As you make this change from simply selling ‘Rate' - to selling a different kind of loan (subprime), do you see yourself chasing down loan requests like this one too? If you are, that becomes a common activity at this point with interest rates, as they tend to cycle and rebound from previous lows.

Conforming loan providers, who traditionally are known for their flexibility, leap from the conforming side to the non-conforming side as a survival technique. Like this odd-ball loan request in our title, as they make this conversion many get bogged down with a variety of loan requests, unlike they have been trained to handle in the past. Although they're mistaken, many think that's what subprime means: "Every nutty thing out there!" So they spend their time chasing wholesalers all over town ... so ... how do you see you?
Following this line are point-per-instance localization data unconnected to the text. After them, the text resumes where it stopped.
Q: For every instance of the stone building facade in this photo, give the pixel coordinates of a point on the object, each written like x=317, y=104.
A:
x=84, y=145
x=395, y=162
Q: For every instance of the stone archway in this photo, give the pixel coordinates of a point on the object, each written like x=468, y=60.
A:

There is a considerable difference between making Loans to people (collateralized by their homes) - so they can do stuff with the money vs. financing the acquisition of real property.

Historically, in excess of 90% of Conforming loan providers are what some call "Borrower/Homebuyer Advocate" - their employment ranks swell and plummet with interest rate cycles - as home sales do the same thing. Those same (the 90+% group) folks do what may be labeled "Product Salesmen" typically (and only) during low interest rate cycles, since that's mostly all they sell - Rate.
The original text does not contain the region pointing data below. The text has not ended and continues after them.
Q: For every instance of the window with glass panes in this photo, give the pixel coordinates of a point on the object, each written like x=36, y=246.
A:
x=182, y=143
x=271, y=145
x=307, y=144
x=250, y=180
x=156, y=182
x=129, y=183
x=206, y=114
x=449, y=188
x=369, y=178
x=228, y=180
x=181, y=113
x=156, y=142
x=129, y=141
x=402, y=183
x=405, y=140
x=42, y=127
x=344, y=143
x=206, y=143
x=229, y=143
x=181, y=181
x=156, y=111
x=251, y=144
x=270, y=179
There simply is a big mind-set difference as between 'Loans' and 'Acquisitions' - plus HOW you market is major different also. The point isn't what you DO ... it's how you IDENTIFY with what you do.

Why does that matter? Because it determines HOW you do what you do! Making loans is far less stressful, and more profitable, than financing real estate purchases. This is because, the latter includes virtually unforeseeable and unlimited complications & lots of moving parts, where the former has far less involved. What do you think? Ten times more telephone calls and necessary hand-holding on purchase transactions vs. re-fi's ... and for the same buck?

Therefore, when you consider how you'll market yourself - do you see yourself as a ‘Borrower Advocate' (chasing all over town for a funding source for them - no matter how nutty their request is), or as a ‘Product Salesmen' (selling what you have at hand with your present wholesale funding sources)? This is an important distinction for you to think through thoroughly.